You can improve the performance of your Spark applications by offloading certain processing functions from your processor (CPU) to a graphics processing unit (GPU); specific hardware and software requirements apply.

A GPU is designed to optimize parallel processing. An NVIDIA GPU can potentially have thousands of cores that can run the same instruction at the same time, such as operating on each pixel within an image. By comparison, a CPU has a few cores that are ideal for serial processing, carrying out different instructions sequentially.

GPU scheduling for instance groups

You can enable GPU scheduling so that applications can use graphics processing units (GPUs) in addition to CPUs in your cluster. You can only enable GPU scheduling with certain Spark versions. Spark versions not supported: 1.5.2 and 3.0.0.

GPUs are designed to optimize parallel processing. If your Spark application contains code that would benefit from parallel processing, you can run that part of the code on the GPU, and the rest of the code on the CPU.

IBM® Spectrum Conductor interfaces with the Spark scheduler to ensure that GPU resources are assigned to the applications that can use them. A stage marked with GPU is scheduled to the GPU resource group while others are scheduled to the CPU resource group.

You can create a instance group and enable GPU slots to be allocated to Spark executors.

GPU configuration for Spark applications

There are two ways to configure GPU for Spark applications:
  • Configure GPU Resilient Distributed Dataset (RDD) in your Spark application, which supports adaptive GPU scheduling.
  • Set the Spark parameter spark.ego.gpu.app=true, which does not support adaptive GPU scheduling, but does specify that the Spark application is a GPU application that can schedule jobs on GPU resources.
For both configuration methods, you can also specify the GPU mode to use (exclusive mode or default mode), so that the Spark executor can be started on the corresponding GPU that has the mode you request:
Exclusive GPU mode
IBM Spectrum Conductor obtains an exclusive lock on the GPU device, so that when you submit a process, it uses that GPU for itself and no other processes can use it.
Default GPU mode
IBM Spectrum Conductor shares the GPU, so that any process can use it.

Specify the GPU mode by configuring either the Spark spark.ego.gpu.mode parameter, or the SPARK_EGO_GPU_MODE environment variable. As a best practice, all the GPUs on a host should be configure to use the same GPU mode (either all exclusive or all default). Having one mode makes it easy to calculate the slots for the host (resource group). If you must have a host with both exclusive and shared GPU mode configured, then, as a best practice, calculate each GPU as a slot.

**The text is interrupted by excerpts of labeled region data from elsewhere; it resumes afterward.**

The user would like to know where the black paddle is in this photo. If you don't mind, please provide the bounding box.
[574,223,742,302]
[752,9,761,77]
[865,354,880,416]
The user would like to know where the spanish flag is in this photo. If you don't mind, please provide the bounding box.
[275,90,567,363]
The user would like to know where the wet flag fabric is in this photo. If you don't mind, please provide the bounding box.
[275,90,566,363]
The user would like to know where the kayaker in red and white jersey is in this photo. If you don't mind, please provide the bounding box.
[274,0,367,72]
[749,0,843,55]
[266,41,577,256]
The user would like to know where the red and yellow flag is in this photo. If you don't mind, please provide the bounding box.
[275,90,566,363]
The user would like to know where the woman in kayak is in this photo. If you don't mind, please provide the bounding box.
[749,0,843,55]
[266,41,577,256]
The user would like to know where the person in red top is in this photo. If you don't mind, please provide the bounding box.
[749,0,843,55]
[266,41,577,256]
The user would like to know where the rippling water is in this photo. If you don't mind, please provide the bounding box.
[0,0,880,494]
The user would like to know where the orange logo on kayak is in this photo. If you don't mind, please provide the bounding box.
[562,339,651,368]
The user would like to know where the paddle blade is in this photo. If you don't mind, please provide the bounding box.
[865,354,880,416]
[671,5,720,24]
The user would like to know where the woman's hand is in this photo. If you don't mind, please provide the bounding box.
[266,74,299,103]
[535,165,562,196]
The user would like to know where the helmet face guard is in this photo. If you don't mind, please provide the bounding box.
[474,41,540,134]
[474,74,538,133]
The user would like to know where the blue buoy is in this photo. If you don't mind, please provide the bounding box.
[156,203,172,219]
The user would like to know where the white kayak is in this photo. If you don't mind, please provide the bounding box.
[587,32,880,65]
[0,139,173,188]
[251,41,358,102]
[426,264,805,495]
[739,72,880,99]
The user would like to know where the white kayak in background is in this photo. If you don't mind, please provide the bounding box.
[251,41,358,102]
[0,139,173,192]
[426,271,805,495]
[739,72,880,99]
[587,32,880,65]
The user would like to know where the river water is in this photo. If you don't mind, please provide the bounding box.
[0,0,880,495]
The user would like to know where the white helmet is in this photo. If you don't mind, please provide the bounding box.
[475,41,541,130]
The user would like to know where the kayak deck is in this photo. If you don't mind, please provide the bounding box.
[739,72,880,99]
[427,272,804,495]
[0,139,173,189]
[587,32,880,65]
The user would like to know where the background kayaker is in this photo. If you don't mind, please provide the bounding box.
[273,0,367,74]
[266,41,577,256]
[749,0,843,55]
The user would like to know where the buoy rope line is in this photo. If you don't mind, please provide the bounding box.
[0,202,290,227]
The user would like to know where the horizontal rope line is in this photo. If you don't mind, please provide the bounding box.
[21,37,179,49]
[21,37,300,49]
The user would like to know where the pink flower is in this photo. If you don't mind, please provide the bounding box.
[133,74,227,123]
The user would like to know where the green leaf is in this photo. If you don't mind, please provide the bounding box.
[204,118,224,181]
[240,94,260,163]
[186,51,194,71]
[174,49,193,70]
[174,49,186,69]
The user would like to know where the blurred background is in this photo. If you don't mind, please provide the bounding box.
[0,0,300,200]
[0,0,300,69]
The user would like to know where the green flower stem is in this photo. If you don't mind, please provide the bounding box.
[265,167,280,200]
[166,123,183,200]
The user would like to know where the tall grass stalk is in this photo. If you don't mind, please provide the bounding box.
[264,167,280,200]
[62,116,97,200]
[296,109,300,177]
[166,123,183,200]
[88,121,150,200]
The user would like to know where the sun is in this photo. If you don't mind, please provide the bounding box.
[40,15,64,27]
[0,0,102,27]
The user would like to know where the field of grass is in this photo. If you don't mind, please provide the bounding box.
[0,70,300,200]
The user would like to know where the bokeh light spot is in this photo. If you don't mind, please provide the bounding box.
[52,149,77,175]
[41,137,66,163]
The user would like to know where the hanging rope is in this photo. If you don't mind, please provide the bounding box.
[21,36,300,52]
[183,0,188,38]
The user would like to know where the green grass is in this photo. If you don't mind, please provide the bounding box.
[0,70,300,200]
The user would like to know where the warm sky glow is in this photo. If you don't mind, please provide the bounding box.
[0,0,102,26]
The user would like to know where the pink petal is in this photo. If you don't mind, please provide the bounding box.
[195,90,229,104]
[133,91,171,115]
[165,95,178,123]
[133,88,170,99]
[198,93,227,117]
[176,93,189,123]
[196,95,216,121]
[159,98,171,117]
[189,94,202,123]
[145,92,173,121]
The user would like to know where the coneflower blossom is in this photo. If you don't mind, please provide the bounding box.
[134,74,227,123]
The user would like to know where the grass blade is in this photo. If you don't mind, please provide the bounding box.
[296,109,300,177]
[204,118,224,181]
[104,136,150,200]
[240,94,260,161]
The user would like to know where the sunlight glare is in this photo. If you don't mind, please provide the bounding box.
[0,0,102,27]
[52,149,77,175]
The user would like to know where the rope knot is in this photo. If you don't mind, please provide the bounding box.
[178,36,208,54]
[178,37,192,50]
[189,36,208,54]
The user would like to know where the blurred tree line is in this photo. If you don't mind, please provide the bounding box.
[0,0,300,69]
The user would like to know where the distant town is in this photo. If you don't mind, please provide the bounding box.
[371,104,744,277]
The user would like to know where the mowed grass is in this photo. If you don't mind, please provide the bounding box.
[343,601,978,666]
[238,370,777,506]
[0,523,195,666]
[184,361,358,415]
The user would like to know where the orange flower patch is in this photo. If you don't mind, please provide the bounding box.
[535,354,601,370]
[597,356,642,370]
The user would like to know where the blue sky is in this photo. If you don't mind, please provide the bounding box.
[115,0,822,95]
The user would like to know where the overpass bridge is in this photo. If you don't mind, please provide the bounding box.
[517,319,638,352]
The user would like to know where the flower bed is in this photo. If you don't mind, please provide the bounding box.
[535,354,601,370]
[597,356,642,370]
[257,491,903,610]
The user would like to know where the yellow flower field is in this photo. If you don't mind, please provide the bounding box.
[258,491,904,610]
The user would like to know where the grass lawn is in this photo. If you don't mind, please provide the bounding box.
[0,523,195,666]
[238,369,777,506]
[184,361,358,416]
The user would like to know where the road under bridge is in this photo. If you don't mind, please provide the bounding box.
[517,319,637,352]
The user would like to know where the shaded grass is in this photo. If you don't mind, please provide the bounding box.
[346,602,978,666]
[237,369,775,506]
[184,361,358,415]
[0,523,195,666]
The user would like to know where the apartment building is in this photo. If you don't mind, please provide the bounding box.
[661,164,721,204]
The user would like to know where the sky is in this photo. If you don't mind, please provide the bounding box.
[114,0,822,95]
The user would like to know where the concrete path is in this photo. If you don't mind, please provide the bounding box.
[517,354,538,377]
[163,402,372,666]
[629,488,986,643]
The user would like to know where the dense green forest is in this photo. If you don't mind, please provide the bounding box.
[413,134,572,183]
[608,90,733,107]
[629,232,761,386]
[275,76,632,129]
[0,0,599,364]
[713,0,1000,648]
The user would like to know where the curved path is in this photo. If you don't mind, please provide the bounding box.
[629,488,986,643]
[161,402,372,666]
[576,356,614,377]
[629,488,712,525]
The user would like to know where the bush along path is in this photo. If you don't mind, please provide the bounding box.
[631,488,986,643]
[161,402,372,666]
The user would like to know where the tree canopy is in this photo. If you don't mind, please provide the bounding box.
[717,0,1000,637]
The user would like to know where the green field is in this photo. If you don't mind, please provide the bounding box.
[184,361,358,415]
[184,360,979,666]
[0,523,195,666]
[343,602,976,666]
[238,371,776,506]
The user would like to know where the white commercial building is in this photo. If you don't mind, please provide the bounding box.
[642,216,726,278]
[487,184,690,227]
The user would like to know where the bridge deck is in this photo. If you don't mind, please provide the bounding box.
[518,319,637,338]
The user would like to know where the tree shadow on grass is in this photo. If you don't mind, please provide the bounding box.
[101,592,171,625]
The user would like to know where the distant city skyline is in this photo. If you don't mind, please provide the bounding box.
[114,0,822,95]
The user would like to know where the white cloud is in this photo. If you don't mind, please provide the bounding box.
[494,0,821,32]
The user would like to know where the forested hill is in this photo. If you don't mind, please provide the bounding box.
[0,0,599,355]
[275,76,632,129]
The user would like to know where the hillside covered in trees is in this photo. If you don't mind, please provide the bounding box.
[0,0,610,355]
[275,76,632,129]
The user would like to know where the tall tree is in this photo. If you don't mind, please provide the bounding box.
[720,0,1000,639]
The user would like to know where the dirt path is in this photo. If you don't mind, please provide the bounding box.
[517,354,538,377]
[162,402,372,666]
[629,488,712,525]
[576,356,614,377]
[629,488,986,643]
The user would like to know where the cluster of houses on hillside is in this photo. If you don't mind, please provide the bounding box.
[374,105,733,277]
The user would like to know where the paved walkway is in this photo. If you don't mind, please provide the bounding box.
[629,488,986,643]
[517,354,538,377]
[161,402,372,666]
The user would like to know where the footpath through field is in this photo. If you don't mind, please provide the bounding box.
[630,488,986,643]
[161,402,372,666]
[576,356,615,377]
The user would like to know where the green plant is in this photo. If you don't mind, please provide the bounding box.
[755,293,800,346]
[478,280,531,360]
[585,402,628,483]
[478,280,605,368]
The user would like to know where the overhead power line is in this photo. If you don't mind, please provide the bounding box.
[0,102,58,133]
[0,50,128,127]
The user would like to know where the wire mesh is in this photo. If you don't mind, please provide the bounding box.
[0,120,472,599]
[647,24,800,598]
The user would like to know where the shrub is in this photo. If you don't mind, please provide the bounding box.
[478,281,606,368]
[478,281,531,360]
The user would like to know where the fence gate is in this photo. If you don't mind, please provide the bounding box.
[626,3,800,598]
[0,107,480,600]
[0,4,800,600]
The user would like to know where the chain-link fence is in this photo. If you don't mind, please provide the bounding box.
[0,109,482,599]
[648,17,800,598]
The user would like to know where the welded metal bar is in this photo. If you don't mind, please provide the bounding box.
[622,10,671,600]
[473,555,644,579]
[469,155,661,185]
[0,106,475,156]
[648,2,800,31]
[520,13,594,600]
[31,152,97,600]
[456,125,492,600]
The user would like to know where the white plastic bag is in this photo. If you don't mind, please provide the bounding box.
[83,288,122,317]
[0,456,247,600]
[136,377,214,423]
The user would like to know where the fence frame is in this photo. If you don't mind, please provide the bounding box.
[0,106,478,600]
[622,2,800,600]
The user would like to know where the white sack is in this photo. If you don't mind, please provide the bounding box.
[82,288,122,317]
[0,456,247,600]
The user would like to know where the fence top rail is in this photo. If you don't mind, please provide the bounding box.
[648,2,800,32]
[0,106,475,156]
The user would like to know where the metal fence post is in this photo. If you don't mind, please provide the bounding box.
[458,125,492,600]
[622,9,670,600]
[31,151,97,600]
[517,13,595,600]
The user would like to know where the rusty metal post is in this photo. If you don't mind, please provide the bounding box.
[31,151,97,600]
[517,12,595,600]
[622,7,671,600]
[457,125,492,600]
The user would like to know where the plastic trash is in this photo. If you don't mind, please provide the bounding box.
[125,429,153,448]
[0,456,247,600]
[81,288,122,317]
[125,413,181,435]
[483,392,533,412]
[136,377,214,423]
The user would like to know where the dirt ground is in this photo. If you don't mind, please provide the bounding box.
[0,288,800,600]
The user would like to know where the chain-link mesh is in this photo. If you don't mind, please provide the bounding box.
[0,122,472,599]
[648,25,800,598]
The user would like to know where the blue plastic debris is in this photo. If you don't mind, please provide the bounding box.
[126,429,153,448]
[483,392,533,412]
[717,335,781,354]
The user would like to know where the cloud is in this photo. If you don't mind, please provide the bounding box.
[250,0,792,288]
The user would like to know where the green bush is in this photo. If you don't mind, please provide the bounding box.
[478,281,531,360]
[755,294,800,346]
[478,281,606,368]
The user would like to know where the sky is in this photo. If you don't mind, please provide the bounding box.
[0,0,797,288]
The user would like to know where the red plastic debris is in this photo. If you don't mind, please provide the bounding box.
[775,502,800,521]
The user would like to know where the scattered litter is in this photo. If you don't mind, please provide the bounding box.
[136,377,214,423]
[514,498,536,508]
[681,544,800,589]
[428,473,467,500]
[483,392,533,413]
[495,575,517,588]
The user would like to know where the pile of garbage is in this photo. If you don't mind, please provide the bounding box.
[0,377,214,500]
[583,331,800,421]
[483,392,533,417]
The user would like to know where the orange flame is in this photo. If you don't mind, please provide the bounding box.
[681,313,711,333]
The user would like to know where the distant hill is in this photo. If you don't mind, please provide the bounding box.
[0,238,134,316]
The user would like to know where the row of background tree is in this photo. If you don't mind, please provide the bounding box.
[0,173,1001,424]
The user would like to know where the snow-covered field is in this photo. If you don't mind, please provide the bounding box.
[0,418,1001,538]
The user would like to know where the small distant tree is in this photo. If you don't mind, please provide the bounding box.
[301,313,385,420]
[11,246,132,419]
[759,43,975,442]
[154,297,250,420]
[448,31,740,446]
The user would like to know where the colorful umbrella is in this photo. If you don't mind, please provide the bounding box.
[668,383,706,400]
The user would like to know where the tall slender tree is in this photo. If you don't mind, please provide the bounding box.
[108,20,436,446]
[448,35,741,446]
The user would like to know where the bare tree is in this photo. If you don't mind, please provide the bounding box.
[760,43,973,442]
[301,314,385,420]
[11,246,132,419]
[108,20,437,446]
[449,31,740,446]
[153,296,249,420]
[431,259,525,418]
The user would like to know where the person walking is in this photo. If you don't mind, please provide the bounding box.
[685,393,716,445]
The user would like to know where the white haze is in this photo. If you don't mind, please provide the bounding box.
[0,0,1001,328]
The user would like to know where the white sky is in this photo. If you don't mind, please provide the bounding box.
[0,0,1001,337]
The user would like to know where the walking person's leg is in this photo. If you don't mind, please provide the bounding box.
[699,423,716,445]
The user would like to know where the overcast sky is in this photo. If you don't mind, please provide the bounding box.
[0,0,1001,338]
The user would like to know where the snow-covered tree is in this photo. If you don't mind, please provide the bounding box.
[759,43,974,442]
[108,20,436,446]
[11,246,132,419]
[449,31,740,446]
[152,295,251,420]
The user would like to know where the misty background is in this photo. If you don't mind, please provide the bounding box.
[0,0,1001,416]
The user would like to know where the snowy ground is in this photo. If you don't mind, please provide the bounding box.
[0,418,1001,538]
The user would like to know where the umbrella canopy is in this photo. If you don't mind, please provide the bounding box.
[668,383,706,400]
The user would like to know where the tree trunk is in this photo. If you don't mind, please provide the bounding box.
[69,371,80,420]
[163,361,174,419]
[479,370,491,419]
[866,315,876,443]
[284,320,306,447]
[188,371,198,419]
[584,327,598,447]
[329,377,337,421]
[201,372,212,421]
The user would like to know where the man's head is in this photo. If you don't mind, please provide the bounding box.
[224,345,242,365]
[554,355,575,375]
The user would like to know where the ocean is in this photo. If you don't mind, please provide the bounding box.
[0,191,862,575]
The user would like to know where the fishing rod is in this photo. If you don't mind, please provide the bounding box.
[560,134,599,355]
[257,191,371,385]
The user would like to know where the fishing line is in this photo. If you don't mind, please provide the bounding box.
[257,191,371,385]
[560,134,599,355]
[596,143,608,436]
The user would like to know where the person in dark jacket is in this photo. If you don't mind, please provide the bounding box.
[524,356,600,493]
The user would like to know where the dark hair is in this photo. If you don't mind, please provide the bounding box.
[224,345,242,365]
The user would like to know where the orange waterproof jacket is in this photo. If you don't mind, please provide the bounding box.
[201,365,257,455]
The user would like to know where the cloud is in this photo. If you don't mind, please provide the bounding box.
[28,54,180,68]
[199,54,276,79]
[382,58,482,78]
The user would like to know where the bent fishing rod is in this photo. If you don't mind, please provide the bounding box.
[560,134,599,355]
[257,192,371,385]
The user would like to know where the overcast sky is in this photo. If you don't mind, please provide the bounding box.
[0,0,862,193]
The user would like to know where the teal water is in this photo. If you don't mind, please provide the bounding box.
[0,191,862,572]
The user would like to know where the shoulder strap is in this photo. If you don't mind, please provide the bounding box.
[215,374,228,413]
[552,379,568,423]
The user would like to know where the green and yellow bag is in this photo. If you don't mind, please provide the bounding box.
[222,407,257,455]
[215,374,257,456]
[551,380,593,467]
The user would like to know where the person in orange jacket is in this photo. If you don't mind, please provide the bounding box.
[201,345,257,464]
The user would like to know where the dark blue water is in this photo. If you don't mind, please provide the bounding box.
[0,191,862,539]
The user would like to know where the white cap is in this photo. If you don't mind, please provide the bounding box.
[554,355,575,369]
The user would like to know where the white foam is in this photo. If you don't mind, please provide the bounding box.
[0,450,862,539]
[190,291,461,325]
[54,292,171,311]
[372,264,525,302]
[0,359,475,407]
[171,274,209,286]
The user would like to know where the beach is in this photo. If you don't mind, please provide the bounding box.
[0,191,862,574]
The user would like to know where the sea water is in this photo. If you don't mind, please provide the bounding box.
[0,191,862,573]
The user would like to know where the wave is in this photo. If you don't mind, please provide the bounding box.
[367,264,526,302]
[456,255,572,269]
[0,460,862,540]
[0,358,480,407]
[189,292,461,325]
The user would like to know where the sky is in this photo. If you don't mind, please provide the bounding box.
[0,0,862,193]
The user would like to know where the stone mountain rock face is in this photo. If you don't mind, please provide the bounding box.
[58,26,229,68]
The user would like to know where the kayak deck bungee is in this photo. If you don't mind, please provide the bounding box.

Tip: If you manually run the nvidia-smi command to change the GPU mode, you must restart EGO on the host afterwards so that EGO can detect the changed GPU mode.

GPU usage

You can monitor GPU usage for instance groups and Spark applications in the cluster management console. To enable GPU monitoring charts and table columns in the cluster management console, you run a script on the primary host. You also need to configure GPU resource groups to run the GPU workload.

With GPU monitoring enabled, for instance groups, you see the following information:
  • The number of CPU and GPU slots used.
  • The amount of memory and GPU utilization that is used and the total available for all instance groups.
  • CPU and GPU resource usage in chart form to quickly identify which instance groups are using the most CPU or GPU slots. You can also view the total usage in chart form.
For Spark applications, you see the following information:
  • The amount of memory and GPU utilization that is used and the total available for the applications.
  • Current values (total, average, maximum, and minimum) across all GPU devices that are used by the applications.
  • Type of slot that is being used by the executors.
  • CPU and GPU resource usage for the application in chart form to quickly identify GPU slots usage and the number of GPU running executors.